·
Argue the correctness
of algorithms using inductive proofs and invariant.
· Analyze worst-case running times of algorithms using asymptotic analysis.
· Describe the divide-and-conquer paradigm and explain when an algorithmic design situation calls for it. Recite algorithms that employ this paradigm. Synthesize divide-and-conquer algorithms. Derive and solve recurrences describing the performance of divide-and-conquer algorithms.
· Describe the dynamic-programming paradigm and explain when an algorithmic design situation calls for it. Recite algorithms that employ this paradigm. Synthesize dynamic-programming algorithms, and analyze them.
· Describe the greedy paradigm and explain when an algorithmic design situation calls for it. Recite algorithms that employ this paradigm. Synthesize greedy algorithms, and analyze them.
· Explain the major graph algorithms and their analyses. Employ graphs to model engineering problems, when appropriate.
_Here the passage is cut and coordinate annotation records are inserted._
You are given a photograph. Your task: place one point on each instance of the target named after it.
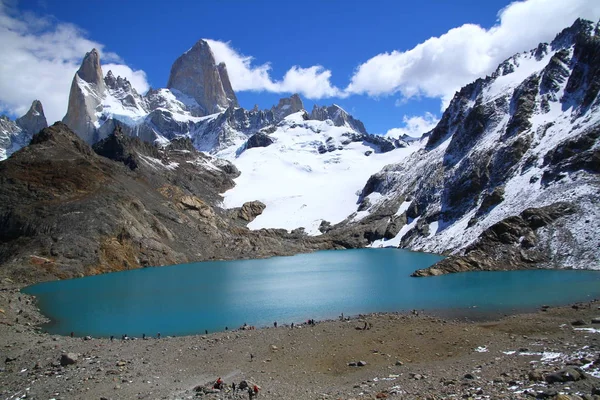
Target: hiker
(218, 384)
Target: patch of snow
(590, 330)
(395, 241)
(299, 186)
(403, 207)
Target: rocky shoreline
(552, 353)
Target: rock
(547, 394)
(34, 120)
(568, 374)
(339, 117)
(87, 91)
(535, 376)
(196, 74)
(259, 140)
(250, 210)
(287, 106)
(68, 359)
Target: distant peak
(196, 74)
(90, 70)
(34, 120)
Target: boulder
(568, 374)
(250, 210)
(259, 140)
(68, 359)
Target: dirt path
(407, 356)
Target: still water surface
(191, 298)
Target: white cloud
(414, 126)
(441, 65)
(39, 58)
(312, 82)
(137, 78)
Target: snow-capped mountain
(307, 172)
(509, 176)
(18, 133)
(520, 140)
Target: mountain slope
(524, 138)
(67, 211)
(308, 172)
(18, 133)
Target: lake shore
(407, 356)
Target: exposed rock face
(517, 242)
(87, 91)
(18, 133)
(259, 139)
(196, 74)
(34, 120)
(287, 106)
(525, 137)
(231, 97)
(251, 210)
(66, 211)
(339, 117)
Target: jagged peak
(34, 120)
(90, 70)
(196, 74)
(567, 36)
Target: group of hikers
(252, 389)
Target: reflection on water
(192, 298)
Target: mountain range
(507, 179)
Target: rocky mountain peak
(85, 97)
(91, 71)
(338, 115)
(231, 97)
(287, 106)
(196, 74)
(567, 36)
(34, 120)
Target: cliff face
(66, 211)
(18, 133)
(523, 140)
(85, 98)
(196, 74)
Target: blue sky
(389, 63)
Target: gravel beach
(551, 353)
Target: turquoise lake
(191, 298)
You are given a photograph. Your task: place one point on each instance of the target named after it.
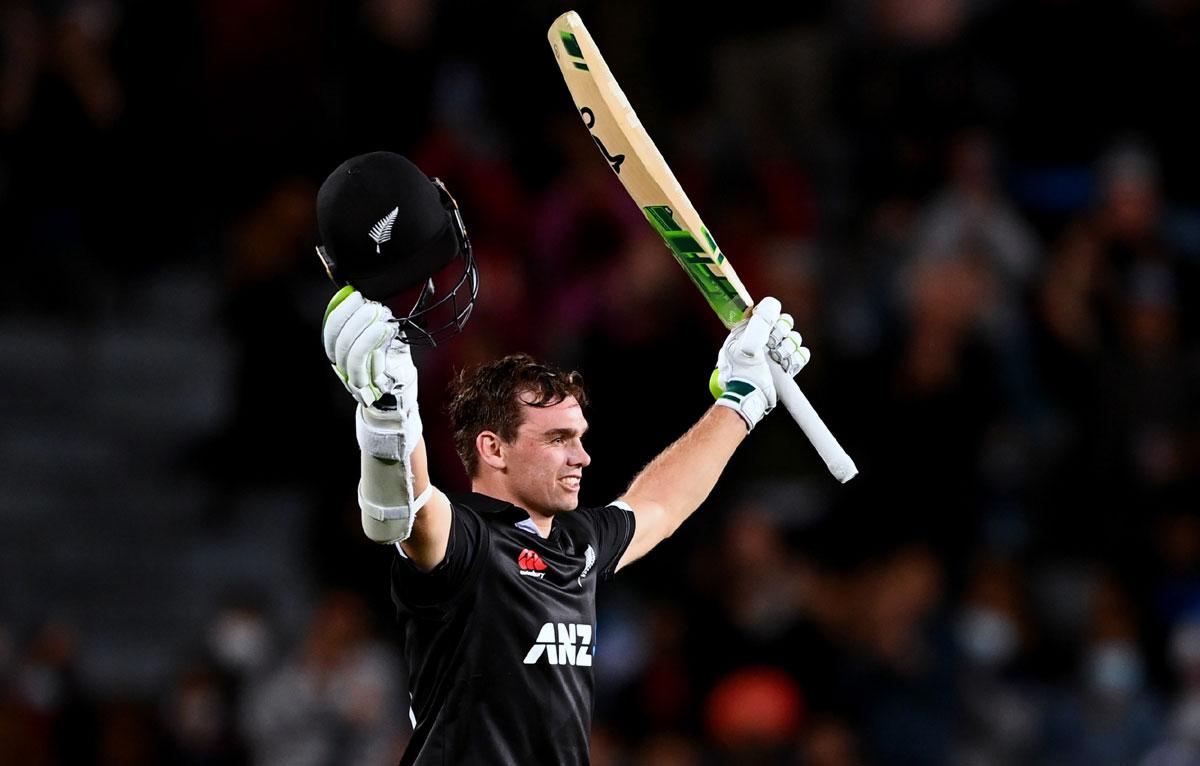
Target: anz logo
(562, 644)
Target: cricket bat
(636, 161)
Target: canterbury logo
(382, 231)
(532, 566)
(589, 560)
(569, 645)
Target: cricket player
(496, 588)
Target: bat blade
(631, 154)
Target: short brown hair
(489, 399)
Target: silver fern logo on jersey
(589, 560)
(382, 231)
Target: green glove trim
(737, 390)
(714, 387)
(342, 294)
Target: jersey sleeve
(613, 530)
(438, 588)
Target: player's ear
(491, 450)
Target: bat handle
(797, 404)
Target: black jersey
(499, 636)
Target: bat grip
(797, 404)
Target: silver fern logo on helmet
(382, 231)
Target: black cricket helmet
(394, 234)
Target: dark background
(984, 215)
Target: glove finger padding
(365, 360)
(743, 378)
(340, 310)
(759, 327)
(789, 353)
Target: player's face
(546, 459)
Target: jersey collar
(502, 509)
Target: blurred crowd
(983, 214)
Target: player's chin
(567, 500)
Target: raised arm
(375, 364)
(675, 484)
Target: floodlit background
(984, 215)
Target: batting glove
(742, 379)
(376, 365)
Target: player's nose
(581, 458)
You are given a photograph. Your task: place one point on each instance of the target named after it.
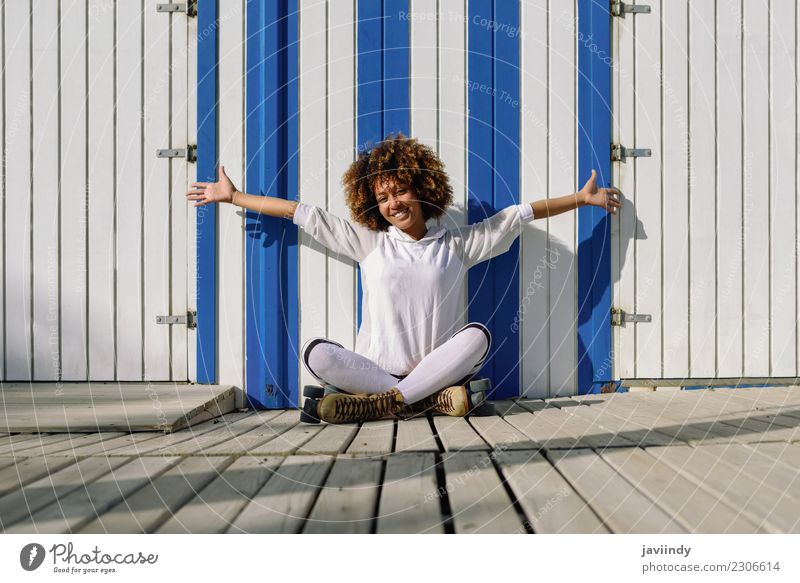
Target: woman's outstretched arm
(590, 194)
(224, 191)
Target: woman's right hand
(205, 192)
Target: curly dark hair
(405, 160)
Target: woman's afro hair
(405, 160)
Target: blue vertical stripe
(594, 224)
(271, 316)
(206, 228)
(382, 77)
(493, 177)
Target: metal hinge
(190, 319)
(619, 317)
(190, 7)
(620, 152)
(190, 153)
(619, 8)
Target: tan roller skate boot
(349, 408)
(455, 401)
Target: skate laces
(376, 405)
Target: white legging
(452, 363)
Synthesize new graph algorithms and algorithms that employ graph computations as key components, and analyze them.
· Explain the different ways to analyze randomized algorithms (expected running time, probability of error). Recite algorithms that employ randomization. Explain the difference between a randomized algorithm and an algorithm with probabilistic inputs.
· Analyze randomized algorithms. Employ indicator random variables and linearity of expectation to perform the analyses. Recite analyses of algorithms that employ this method of analysis.
· Explain what amortized running time is and what it is good for. Describe the different methods of amortized analysis (aggregate analysis, accounting, potential method). Perform amortized analysis.
· Explain what competitive analysis is and to which situations it applies. Perform competitive analysis.
· Compare between different data structures. Pick an appropriate data structure for a design situation.
· Explain what an approximation algorithm is, and the benefit of using approximation algorithms. Be familiar with some approximation algorithms, including algorithms that are PTAS or FPTAS. Analyze the approximation factor of an algorithm.